Business News of Friday, 7 March 2003

Source: .

Absorb TOR debt — Economist

A Senior Research Fellow of the Centre for Policy Analysis (CEPA),Dr Samuel Nii Ashong, has called on the government to absorb the debt of Tema Oil Refinery (TOR) to ensure that TOR operates on a clean sheet.

This, he said, will ensure that the inefficiencies and the debt build-up at TOR will not be passed on to the proposed National Petroleum Board when the government decides to move away from the automatic price regime.

Dr Ashong made this known at a Finance Seminar on the 2003 Budget Statement which was organised by the Databank Financial Services in Accra on Tuesday. The Senior Research Fellow was giving an assessment of the 2003 budget statement.

On inflation, he said the government target of achieving a 9-per cent inflation by the end of the year is very ambitious.

He explained that considering the petrol price increases, increases in utility prices and tightening of the monetary growth from 50 to 25 per cent, cost will escalate, leading to higher inflationary rates in the economy. Additionally, he said if government projections of inflows of donor funds fall short of the anticipated inflows it will force government to borrow from the domestic market, a situation, which he said has been the normal occurrence. He explained that it can lead to inflationary tendencies.

“Government must take a cue from what happened in the 2000 financial year to ensure that we do not go back to those problems this year,” Dr Ashong said.

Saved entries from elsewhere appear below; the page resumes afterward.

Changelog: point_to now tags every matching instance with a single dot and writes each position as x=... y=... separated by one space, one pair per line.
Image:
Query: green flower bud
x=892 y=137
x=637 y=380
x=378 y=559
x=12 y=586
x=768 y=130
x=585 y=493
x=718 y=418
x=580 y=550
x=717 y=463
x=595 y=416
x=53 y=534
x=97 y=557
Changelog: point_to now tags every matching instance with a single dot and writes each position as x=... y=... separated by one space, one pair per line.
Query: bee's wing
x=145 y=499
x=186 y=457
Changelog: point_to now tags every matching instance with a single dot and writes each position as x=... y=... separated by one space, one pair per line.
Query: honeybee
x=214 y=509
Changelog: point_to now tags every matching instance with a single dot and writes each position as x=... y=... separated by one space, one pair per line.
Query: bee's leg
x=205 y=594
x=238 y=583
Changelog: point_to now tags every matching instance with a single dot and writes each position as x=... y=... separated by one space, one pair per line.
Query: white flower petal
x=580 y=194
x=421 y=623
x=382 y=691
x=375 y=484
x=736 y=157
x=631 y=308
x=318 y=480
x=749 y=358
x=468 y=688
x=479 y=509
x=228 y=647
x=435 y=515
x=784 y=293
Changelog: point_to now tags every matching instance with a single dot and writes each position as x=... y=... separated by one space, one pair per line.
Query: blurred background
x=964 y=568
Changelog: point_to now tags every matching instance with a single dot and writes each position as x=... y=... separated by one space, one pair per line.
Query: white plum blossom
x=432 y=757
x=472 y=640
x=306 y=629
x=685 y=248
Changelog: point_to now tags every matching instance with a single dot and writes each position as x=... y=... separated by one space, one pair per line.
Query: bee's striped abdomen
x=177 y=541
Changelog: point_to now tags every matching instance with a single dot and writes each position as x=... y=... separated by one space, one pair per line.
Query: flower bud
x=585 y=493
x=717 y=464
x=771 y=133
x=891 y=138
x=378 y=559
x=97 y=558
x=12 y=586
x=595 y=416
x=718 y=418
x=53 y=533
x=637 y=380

He called on the government to review the 0.7 per cent of divestiture proceeds to finance budget shortfalls, stressing that “this is a mistake and the government has to take a second look.”

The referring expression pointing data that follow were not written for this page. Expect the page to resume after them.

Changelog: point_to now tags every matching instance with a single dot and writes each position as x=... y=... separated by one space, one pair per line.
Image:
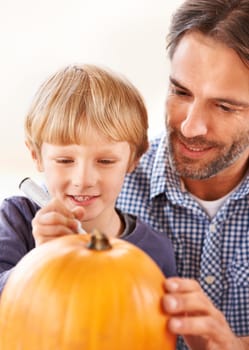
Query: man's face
x=207 y=108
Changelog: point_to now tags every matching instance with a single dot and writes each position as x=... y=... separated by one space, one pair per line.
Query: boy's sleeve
x=16 y=239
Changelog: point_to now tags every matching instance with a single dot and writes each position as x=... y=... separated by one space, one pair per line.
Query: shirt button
x=209 y=279
x=212 y=228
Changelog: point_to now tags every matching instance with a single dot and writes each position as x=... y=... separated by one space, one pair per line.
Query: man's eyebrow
x=233 y=102
x=228 y=100
x=176 y=83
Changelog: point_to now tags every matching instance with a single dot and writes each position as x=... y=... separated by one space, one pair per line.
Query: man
x=193 y=183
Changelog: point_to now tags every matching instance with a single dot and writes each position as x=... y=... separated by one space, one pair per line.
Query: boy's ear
x=35 y=156
x=132 y=166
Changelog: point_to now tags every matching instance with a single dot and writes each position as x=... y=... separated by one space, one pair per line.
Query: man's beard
x=201 y=169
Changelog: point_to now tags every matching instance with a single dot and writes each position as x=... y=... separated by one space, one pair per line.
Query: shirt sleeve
x=16 y=239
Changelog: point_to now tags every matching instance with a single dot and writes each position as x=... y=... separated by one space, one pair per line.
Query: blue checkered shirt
x=213 y=251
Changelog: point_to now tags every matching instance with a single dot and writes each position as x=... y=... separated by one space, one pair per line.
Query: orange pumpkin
x=70 y=294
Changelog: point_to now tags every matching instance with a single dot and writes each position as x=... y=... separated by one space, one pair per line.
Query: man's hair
x=226 y=21
x=80 y=97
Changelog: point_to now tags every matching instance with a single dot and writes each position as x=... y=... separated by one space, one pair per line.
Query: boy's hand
x=54 y=220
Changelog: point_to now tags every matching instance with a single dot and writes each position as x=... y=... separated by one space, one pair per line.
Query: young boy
x=86 y=129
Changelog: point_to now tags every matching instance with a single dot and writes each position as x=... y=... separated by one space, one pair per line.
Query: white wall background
x=37 y=37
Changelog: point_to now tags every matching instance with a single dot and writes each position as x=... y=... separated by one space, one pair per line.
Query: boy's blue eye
x=106 y=161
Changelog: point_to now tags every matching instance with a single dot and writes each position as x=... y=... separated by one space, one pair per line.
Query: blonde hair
x=80 y=97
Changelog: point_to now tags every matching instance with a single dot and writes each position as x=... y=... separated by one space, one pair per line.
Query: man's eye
x=64 y=161
x=178 y=92
x=227 y=109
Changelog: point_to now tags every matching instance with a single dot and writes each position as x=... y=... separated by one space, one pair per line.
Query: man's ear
x=35 y=154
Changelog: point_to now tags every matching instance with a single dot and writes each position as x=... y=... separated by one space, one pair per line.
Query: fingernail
x=175 y=323
x=171 y=303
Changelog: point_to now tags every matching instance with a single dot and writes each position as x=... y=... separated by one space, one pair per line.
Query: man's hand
x=192 y=315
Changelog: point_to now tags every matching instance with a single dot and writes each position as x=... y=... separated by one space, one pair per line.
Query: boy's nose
x=84 y=177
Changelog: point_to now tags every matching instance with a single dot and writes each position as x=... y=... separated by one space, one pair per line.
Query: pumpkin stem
x=99 y=241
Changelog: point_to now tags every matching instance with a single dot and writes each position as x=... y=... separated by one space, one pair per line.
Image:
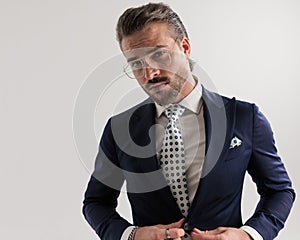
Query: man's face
x=159 y=62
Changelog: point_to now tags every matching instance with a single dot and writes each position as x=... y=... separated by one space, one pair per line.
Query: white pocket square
x=235 y=142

On government expenditure, the Senior Research Fellow said that Heavily Indebted Poor Countries (HIPC) unspent balance of ?469 billion has obscured government expenditure and may be understating government borrowing from the domestic market.

Dr Ashong said the overall government budget policy is modest and stressed that “it is the first policy direction that has made conscious effort at linking the Ghana Poverty Reduction Strategy to government expenditure.” He said the economic growth target of 4.7 per cent is consciously projected as there is no need to over-project figures that are unachievable.

The executive Chairman of Databank, Mr Ken Ofori-Atta, speaking on the topic, Private Sector Aspirations- A cue for Policy Makers, said the establishment of the proposed venture capital as announced in the budget is a welcome news to the private sector.

He said the budget was not bold enough as the target growth of 4.7 per cent is very modest, considering government’s aim of making the country a middle income one by 2015, and added that the challenge, however, is how to restrain government’s borrowing.

He called for the reduction in corporate tax and suggested a further diversification of traditional exports in the country.